3. Design a personal writing retreat. When you're coming down the home stretch on a project, going off by yourself to work on it can help you finish. Hours of solitude devoted only to your writing fuels a lot of inspiration. Find an inexpensive room in a nearby city and take yourself away to work. I have a friend who often takes personal writing retreats at a college town, because accommodations are plentiful. Resort towns in the off-season are also good. Or check out this site for more options.

4. Go to a writer's colony. This is a bit different in that there will be an application process involved. Writers apply for residencies of anywhere from a week to several months, and in many cases, meals and everything you need are provided. Competition is fierce, especially for the most prestigious colonies, such as MacDowell. But there's also quite a list of lesser-known colonies that might interest you. Either google or check them out here.

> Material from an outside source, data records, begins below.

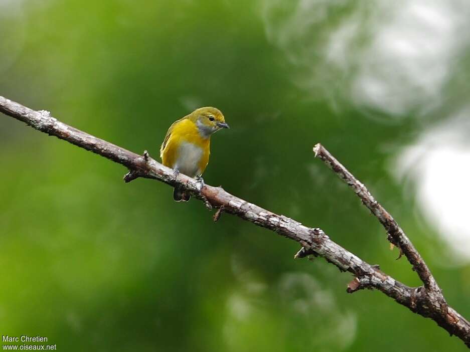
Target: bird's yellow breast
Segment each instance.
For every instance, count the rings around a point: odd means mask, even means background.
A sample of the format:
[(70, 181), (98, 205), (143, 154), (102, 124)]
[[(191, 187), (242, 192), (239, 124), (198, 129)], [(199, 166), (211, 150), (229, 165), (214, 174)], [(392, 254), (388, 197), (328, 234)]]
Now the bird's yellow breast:
[(195, 177), (204, 172), (210, 150), (210, 139), (201, 136), (194, 122), (183, 118), (170, 126), (160, 156), (165, 166), (178, 168), (183, 173)]

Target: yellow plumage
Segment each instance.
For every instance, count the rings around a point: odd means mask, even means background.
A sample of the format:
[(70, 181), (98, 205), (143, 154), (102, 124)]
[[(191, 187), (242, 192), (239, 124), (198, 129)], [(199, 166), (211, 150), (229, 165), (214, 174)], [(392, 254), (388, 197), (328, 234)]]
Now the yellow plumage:
[[(211, 136), (221, 128), (229, 128), (218, 109), (200, 108), (174, 122), (168, 129), (160, 148), (165, 166), (190, 177), (200, 178), (209, 162)], [(175, 188), (175, 200), (189, 200), (184, 190)]]

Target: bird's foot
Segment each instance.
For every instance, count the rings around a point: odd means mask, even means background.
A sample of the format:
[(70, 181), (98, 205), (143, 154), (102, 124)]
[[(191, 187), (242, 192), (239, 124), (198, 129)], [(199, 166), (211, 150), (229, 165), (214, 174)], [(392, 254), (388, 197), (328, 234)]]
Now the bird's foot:
[(204, 183), (204, 179), (201, 176), (197, 176), (196, 180), (198, 182), (198, 190), (200, 192), (204, 187), (204, 185), (205, 185)]

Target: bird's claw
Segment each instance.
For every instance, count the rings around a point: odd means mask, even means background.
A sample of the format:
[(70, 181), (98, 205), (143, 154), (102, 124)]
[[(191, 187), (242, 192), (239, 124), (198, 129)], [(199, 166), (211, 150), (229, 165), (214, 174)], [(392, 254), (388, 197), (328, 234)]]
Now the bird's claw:
[(198, 176), (196, 178), (196, 181), (198, 183), (198, 190), (200, 192), (202, 190), (203, 188), (204, 187), (204, 179), (203, 179), (201, 176)]

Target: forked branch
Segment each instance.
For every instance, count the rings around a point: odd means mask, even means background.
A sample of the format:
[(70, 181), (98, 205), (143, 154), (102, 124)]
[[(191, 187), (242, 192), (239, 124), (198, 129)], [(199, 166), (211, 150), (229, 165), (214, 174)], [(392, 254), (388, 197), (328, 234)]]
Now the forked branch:
[(35, 111), (0, 96), (0, 111), (22, 121), (39, 131), (55, 136), (79, 147), (98, 154), (127, 167), (126, 182), (139, 177), (153, 179), (172, 186), (185, 187), (209, 208), (236, 215), (255, 225), (295, 241), (302, 249), (296, 257), (312, 254), (323, 257), (342, 271), (355, 277), (348, 285), (348, 292), (374, 288), (423, 316), (429, 317), (457, 336), (470, 347), (470, 323), (449, 307), (430, 270), (403, 231), (393, 218), (364, 187), (325, 148), (317, 144), (316, 156), (323, 160), (356, 192), (385, 227), (389, 240), (398, 247), (413, 265), (424, 285), (410, 287), (371, 265), (332, 241), (321, 229), (307, 227), (283, 215), (278, 215), (226, 192), (221, 187), (208, 185), (200, 188), (196, 180), (183, 174), (175, 177), (173, 170), (158, 162), (146, 152), (140, 155), (63, 123), (49, 112)]

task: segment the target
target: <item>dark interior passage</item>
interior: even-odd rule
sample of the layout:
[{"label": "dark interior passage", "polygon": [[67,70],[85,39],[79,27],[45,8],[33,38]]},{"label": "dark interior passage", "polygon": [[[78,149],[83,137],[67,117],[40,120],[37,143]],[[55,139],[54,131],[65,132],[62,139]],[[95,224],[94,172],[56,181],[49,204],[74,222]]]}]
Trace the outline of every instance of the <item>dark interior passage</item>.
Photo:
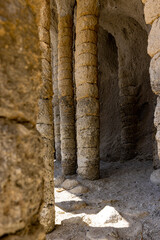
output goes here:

5.  If all else fails, design your own retreat while you stay at home.  Inform everyone you know that you'll be focusing exclusively on your writing and then follow through–turn off the phone, shut down the email boxes, refuse to answer the door. Because in reality, retreating is a mind-set more than anything else. It is committing to keeping outside influences at bay while focusing deeply on your own work, that which is most important to you. And that can be accomplished anywhere.

What are your experiences with writing retreats?  Have you gone to an organized one?  Created one for yourself?  I'd love to hear about them.

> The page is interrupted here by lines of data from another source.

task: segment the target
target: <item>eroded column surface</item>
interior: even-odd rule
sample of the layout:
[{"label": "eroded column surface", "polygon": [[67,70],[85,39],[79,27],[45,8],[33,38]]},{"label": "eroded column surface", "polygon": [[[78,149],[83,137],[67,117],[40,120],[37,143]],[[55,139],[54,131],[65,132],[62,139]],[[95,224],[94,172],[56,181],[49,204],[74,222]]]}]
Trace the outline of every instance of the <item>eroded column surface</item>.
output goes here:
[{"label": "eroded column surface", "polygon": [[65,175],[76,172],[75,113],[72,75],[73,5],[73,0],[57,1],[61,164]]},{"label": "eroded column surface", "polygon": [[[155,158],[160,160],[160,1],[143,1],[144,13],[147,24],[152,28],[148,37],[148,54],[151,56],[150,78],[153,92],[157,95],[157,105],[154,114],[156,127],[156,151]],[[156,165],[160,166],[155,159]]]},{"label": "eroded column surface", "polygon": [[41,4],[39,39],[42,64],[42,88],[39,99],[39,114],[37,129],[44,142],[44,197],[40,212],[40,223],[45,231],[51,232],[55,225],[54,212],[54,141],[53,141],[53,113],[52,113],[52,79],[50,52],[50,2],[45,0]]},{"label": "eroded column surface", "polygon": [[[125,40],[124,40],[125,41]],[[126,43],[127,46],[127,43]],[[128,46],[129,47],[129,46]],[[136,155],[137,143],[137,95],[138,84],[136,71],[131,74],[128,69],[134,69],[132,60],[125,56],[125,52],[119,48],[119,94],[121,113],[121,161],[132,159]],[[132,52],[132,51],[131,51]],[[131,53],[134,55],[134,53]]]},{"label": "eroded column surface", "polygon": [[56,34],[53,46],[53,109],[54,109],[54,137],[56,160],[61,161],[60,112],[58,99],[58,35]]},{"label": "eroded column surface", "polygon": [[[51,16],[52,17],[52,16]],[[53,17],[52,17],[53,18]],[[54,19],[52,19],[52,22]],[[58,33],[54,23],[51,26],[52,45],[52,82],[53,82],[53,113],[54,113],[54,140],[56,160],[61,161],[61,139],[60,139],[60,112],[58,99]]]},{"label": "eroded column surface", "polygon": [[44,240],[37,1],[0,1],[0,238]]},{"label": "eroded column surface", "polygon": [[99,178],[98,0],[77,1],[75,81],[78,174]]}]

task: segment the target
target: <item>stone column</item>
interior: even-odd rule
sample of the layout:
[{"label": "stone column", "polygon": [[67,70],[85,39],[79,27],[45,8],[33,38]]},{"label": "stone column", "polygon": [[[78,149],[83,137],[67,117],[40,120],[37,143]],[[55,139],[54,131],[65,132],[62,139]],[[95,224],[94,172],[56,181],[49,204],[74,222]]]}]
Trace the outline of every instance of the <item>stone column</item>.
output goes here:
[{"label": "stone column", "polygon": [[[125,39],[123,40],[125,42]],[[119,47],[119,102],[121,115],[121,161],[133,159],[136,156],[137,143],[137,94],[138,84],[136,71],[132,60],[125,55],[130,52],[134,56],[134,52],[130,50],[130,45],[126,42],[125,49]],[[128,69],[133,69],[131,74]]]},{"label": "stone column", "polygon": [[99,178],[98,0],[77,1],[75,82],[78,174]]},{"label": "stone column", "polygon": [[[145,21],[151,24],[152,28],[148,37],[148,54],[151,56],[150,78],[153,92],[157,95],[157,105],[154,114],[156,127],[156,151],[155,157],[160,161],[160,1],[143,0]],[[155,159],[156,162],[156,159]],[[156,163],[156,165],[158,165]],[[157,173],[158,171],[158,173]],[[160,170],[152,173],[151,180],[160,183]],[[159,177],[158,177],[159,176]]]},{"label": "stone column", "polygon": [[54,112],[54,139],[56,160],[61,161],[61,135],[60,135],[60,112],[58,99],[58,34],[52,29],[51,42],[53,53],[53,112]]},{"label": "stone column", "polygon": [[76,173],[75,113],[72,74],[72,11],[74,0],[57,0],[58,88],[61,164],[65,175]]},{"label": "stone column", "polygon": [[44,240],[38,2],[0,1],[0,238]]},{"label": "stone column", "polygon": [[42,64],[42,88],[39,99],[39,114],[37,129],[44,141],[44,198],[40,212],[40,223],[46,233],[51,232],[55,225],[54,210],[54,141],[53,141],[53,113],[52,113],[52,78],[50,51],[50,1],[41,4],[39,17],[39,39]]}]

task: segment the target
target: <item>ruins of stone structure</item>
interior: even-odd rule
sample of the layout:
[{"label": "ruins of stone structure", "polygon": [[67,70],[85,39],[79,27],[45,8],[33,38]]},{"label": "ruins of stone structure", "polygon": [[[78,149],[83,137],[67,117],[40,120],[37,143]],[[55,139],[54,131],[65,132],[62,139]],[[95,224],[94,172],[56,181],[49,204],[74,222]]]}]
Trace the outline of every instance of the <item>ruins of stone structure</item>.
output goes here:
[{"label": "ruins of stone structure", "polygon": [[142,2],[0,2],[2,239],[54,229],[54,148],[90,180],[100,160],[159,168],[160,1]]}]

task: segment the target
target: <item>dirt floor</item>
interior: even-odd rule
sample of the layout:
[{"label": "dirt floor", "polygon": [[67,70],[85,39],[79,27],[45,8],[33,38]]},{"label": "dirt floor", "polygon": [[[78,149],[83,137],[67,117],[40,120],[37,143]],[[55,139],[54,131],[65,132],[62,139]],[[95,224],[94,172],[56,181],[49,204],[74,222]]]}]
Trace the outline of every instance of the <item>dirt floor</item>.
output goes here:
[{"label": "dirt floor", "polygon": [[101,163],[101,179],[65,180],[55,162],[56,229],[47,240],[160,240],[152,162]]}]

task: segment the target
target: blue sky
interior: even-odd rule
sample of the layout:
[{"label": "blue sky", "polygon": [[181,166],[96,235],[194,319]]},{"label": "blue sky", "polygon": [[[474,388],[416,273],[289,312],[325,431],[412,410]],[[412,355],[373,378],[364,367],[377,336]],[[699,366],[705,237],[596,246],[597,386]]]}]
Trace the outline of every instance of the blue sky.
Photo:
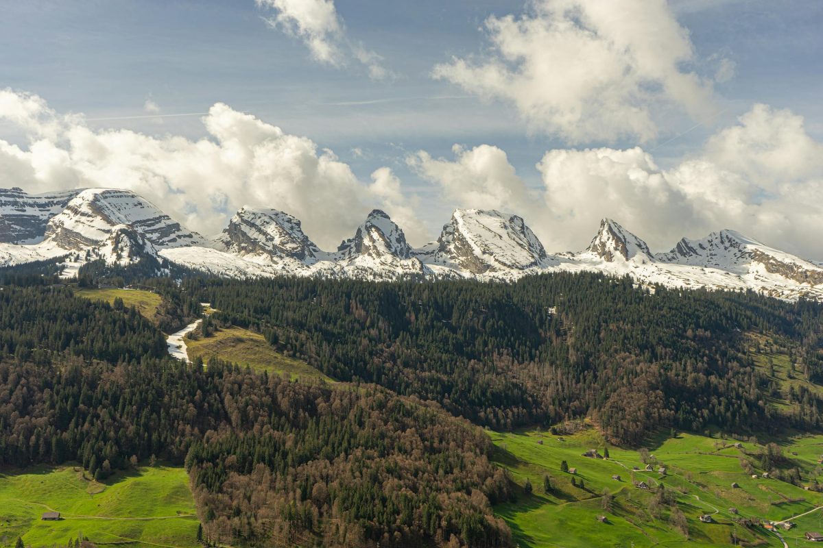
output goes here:
[{"label": "blue sky", "polygon": [[[552,131],[551,122],[548,128],[544,124],[536,129],[510,97],[489,97],[456,83],[456,78],[432,77],[435,66],[453,58],[477,65],[493,59],[491,31],[485,21],[492,16],[516,20],[533,15],[540,2],[337,0],[333,6],[343,25],[344,48],[354,44],[377,53],[390,72],[375,80],[350,53],[345,53],[342,66],[319,62],[305,40],[286,25],[267,25],[264,17],[281,13],[274,2],[267,7],[253,0],[4,0],[0,2],[0,89],[36,94],[61,116],[82,113],[85,126],[93,131],[126,129],[157,138],[203,137],[201,116],[169,115],[207,113],[215,103],[225,103],[287,134],[305,136],[320,150],[333,150],[366,183],[375,169],[390,168],[402,182],[405,197],[417,200],[412,205],[433,237],[451,209],[472,205],[455,203],[459,202],[455,192],[444,196],[449,183],[435,180],[440,175],[420,164],[410,166],[409,157],[418,151],[456,162],[455,144],[467,150],[481,145],[498,147],[526,187],[542,193],[548,186],[535,164],[548,150],[640,145],[659,168],[674,169],[689,159],[712,157],[705,150],[707,140],[739,124],[738,117],[755,104],[791,111],[802,117],[808,138],[816,143],[823,140],[823,3],[819,2],[669,2],[668,11],[687,31],[694,49],[680,70],[712,78],[721,60],[733,70],[712,82],[708,114],[695,117],[671,105],[652,107],[656,135],[651,139],[636,135],[570,139]],[[146,111],[146,101],[159,112]],[[131,117],[153,114],[157,116]],[[597,115],[593,114],[595,123]],[[26,127],[0,119],[0,139],[25,149],[30,136]],[[798,177],[804,182],[816,181],[816,168]],[[769,196],[778,183],[757,184],[757,191],[749,191],[750,201]],[[538,217],[540,212],[531,215]],[[642,215],[628,212],[627,216]],[[700,223],[691,219],[678,228],[723,228],[711,226],[717,217]],[[557,219],[554,228],[562,226],[561,220]],[[728,220],[756,224],[751,215]],[[785,224],[785,237],[777,238],[775,245],[793,237]],[[343,222],[340,228],[350,227]],[[736,228],[746,232],[748,227]],[[673,230],[655,243],[667,245],[674,233],[683,231]],[[582,232],[575,232],[569,245],[584,239]],[[561,242],[557,239],[558,245]],[[797,251],[815,254],[808,244],[798,244]],[[823,258],[823,252],[816,255]]]}]

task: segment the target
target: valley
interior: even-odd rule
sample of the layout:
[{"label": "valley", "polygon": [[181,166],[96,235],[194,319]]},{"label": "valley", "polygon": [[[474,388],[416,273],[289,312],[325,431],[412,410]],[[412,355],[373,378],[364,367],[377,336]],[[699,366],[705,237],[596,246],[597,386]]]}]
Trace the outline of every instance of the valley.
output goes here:
[{"label": "valley", "polygon": [[[495,512],[511,525],[523,548],[725,546],[732,536],[744,546],[780,546],[762,524],[789,519],[796,527],[778,530],[794,546],[796,539],[805,543],[804,532],[818,532],[823,523],[823,494],[807,490],[823,473],[817,463],[823,454],[821,435],[794,434],[768,442],[777,444],[785,458],[783,467],[800,472],[797,485],[763,477],[758,459],[768,451],[765,440],[738,442],[718,432],[658,436],[649,440],[645,451],[608,444],[590,426],[564,435],[537,430],[490,435],[495,462],[509,470],[520,486],[518,501],[500,504]],[[582,456],[591,449],[602,454],[607,448],[608,458]],[[742,467],[742,459],[751,467]],[[561,471],[563,461],[576,469],[574,474]],[[649,463],[651,471],[646,471]],[[658,473],[660,467],[665,474]],[[615,475],[621,479],[613,479]],[[546,476],[548,493],[543,488]],[[573,486],[572,478],[584,482],[584,488]],[[523,490],[527,480],[531,495]],[[639,482],[649,489],[639,489]],[[661,486],[673,503],[655,502]],[[604,504],[604,498],[610,504]],[[675,508],[685,517],[681,531],[672,518]],[[700,521],[706,514],[711,523]],[[606,523],[597,521],[601,515]],[[749,526],[745,519],[756,524]]]}]

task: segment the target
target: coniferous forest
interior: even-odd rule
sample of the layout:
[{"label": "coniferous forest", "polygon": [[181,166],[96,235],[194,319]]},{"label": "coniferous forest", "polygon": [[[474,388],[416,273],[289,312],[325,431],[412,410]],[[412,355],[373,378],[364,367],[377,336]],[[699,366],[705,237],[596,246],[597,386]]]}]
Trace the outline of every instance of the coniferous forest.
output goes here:
[{"label": "coniferous forest", "polygon": [[[40,275],[44,274],[44,275]],[[588,418],[614,444],[661,429],[820,431],[823,399],[779,410],[746,352],[790,341],[823,378],[823,306],[556,274],[513,283],[374,283],[81,272],[163,297],[151,323],[51,273],[0,275],[0,464],[80,463],[97,478],[184,464],[208,538],[239,546],[509,546],[491,504],[510,479],[481,430]],[[108,281],[110,281],[109,279]],[[165,337],[199,302],[340,381],[214,360]]]}]

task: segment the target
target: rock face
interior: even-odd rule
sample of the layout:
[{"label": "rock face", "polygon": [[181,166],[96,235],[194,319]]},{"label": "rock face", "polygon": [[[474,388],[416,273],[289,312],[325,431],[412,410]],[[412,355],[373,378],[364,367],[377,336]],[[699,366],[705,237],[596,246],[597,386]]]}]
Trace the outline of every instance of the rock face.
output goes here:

0 thoughts on “The Wonder of a Writing Retreat

  1. J.D. Frost

    I’ve never been on a retreat. If I ever organize one, I think for my kind of writing the ususal idyllic setting might not work. I write mysteries and thrillers—at least they’re meant to be thrilling. Do retreats ever gather in a seedy hotel on Chicago’s southside or Compton near Los Angeles or 14th Street in the nation’s capital? Maybe I can talk the Atlanta P.D. into offering a retreat, an inexpensive weekend in the Fulton County lockup. I don’t mean an arrest, just a couple of nights in the pokey and let me take my laptop. No internet, of course.

  2. Charlotte Dixon

    J.D., I can just see you wandering the mean streets of Manhattan, notepad and pen in hand, wearing a fedora and raincoat, then repairing to the even seedier hotel room to drink a beer and go over your notes. Re: the Fulton County lockup, be careful what you wish for!

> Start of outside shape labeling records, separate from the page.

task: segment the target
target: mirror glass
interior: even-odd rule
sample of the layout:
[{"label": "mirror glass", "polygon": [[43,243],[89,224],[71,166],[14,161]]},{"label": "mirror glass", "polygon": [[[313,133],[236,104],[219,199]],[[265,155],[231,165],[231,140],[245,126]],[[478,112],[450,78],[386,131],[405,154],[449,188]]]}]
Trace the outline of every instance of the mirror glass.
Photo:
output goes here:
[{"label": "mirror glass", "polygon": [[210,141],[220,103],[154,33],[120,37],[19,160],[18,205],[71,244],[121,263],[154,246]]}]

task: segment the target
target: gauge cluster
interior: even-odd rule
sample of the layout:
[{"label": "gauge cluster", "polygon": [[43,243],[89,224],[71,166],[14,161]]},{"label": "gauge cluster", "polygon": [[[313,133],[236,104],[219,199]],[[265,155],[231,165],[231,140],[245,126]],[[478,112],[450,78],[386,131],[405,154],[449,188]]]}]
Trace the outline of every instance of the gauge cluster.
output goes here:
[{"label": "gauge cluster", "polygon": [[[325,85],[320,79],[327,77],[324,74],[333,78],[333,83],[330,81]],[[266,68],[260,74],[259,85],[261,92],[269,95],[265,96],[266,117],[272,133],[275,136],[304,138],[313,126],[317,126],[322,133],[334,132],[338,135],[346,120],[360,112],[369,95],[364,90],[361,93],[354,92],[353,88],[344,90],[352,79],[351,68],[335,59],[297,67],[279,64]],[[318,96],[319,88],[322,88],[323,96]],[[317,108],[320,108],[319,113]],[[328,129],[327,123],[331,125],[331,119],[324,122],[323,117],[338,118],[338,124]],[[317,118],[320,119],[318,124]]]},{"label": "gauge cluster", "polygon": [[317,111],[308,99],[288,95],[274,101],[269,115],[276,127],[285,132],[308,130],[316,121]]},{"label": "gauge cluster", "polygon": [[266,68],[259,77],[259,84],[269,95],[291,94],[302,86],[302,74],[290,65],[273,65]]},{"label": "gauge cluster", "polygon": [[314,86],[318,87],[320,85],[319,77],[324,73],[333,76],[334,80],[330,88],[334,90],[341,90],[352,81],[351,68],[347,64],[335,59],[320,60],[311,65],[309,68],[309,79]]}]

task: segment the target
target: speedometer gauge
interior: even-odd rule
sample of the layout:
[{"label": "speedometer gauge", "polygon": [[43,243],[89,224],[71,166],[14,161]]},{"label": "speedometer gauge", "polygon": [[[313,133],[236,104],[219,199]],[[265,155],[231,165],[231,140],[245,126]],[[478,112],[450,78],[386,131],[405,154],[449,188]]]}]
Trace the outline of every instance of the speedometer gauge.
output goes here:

    You do make an excellent point, though, which is that everyone has their own specific idea of what would make a great retreat for them. Once you’ve figured that out, you can either find one that suits your or design your own. Even if it has to do with jail.

  3. Zan Marie

    I want to go on one! The schedule of my husband and the needs of my doggies won’t allow that at the moment…not to mention my funds. : (

    Ah well, I’ll just have to plan an at home retreat. Have a great weekend, Charlotte.

  4. Charlotte Dixon

    Well, Zan Marie, we’ll be doing a lot more in the future! And yes, the at-home retreats can be very beneficial, also!

  5. J.D. Frost

    Charlotte, you have outed me 😉

  6. Patrick Ross

    Charlotte, how exciting you’re organizing a writer’s retreat! I experienced this for the first time in the spring in what was called a “Staycation,” it was in town and we spent all day Monday through Friday writing with lectures over a brown bag lunch, then went home at night. A bit more affordable. It didn’t have the isolation benefits of my MFA residency, but I am now connected to other local writers. One of them lives near me and we have a weekly meet-up at a Panera where we write; it forces me to carve out that time. Another one joined with me to form a writer’s group, and we’ve had 5 meetings so far. So don’t undersell the ability to connect with other writers!

  7. Charlotte Dixon

    Great input on the value of meeting with other writers, Patrick. I seem to recall when you did your Staycation retreat and how much you enjoyed it. Not to mention your MFA residency! It is very cool that you have gotten so connected with local writers–makes a huge difference.